1.Use MATLAB to demonstrate how the series converges to the triangular wave.
2.Generate a plot(properly labelled) with 6, 10 and 30 terms for a value of T = 2.
2. *A triangular wave with period T may be written as: 1/(2n+1)^2 * cos((2n+1)*w0*t) (this is a series, n starts at 0 and goes on until infinity). where w0 = 2pi/T. This wave form is sampled, with a sampling time of TS = T/200, to yield the sampled signal x(n).
"...the sampled signal x(n)" --this phrase might be a bit confusing. "n" is the series-sum index. x(t) might be clearer, where t is a sampled time vector. x
n might be better for referring to the nth vector term of the series. More on that below.
t=2;
Ts=t/200;
w=(2*pi)/t;
n=0:9999;
x=((2*n+1).^-2).*(cos((2*n+1)*w*Ts)); plot(x)
"...x=((2*n+1).^-2).*(cos((2*n+1)*w*Ts))" --The heart of your problem is in this statement (and what does not surround this statement). As you may already know, MATLAB can operate on vectors (1-dimensional matricies) and scalars (variable or constant), as well as larger-dimensioned matricies. The initial problem specified x, the output vector, as a series-sum. As
gneill points out, you have no summing mechanism (
for loop) specified the summing of the x
n vector terms. "n" is what would control the number of terms that get summed.
Use of ".^" and ".*" --you don't need the dot "." (read up on its special meaning) because "(2*n+1)" is a scalar (a constant for a given series term) and therefore so would be "(2*n+1)^2".
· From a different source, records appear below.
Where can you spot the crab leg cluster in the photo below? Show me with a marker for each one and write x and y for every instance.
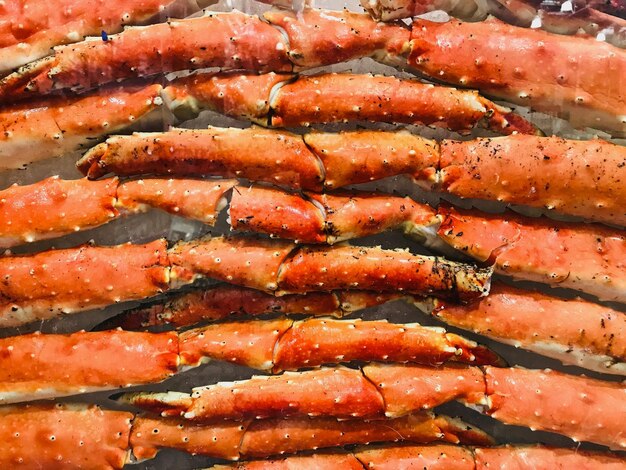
(51, 365)
(240, 42)
(328, 382)
(573, 331)
(50, 127)
(95, 277)
(90, 437)
(579, 178)
(577, 256)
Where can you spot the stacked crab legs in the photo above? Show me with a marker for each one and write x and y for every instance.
(376, 391)
(579, 178)
(573, 331)
(530, 68)
(94, 277)
(539, 399)
(40, 366)
(80, 436)
(584, 257)
(52, 127)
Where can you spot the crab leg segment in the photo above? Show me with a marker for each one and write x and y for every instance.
(40, 366)
(45, 366)
(575, 77)
(574, 331)
(98, 276)
(324, 37)
(324, 269)
(58, 125)
(262, 438)
(28, 30)
(595, 17)
(580, 178)
(543, 400)
(55, 207)
(379, 99)
(92, 277)
(347, 267)
(257, 154)
(311, 162)
(41, 436)
(547, 325)
(285, 344)
(223, 301)
(349, 97)
(74, 436)
(236, 41)
(557, 402)
(441, 457)
(577, 256)
(326, 218)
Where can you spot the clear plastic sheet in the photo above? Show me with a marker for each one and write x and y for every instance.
(156, 224)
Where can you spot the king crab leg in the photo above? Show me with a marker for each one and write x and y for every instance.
(261, 47)
(527, 74)
(579, 178)
(41, 436)
(53, 365)
(95, 277)
(547, 325)
(539, 399)
(53, 126)
(55, 207)
(286, 101)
"cos((2*n+1)*w*Ts)" --is a scalar and needs to be a vector. "n" is the index variable for a given series term, and "w" is a constant, so that leaves "Ts" for you to scrutinize. You have specified Ts as a constant (2/200). Look again at the original problem. They differentiate "T" (the period) from "t" (the independent variable time). The way MATLAB works in this application (graphing a function of time), is to use a sampled time vector. You need to create one using Ts as your sample-time increment. The scalar, (2*n+1)*w, operates on this time vector (essentially converting it to a phase vector, then cos() operates on the phase vector. Multiplying this by (2*n+1)^2 results in an x
n vector term. You must accumulate all these x
n terms to get your final result.
"n=0:9999" --you don't need to make n a vector. It is a loop index. You will need to specify the maximum number of times to loop, say N=9999, if you want to loop that many times.
I imagine you need to get something working before you run with N=6,10 and 30 terms.
"plot(x)" --this will generate a raw plot of a vector x. The graph will not have much meaning (no timescale, no axis lables, etc.), just x as a function of the running index of x.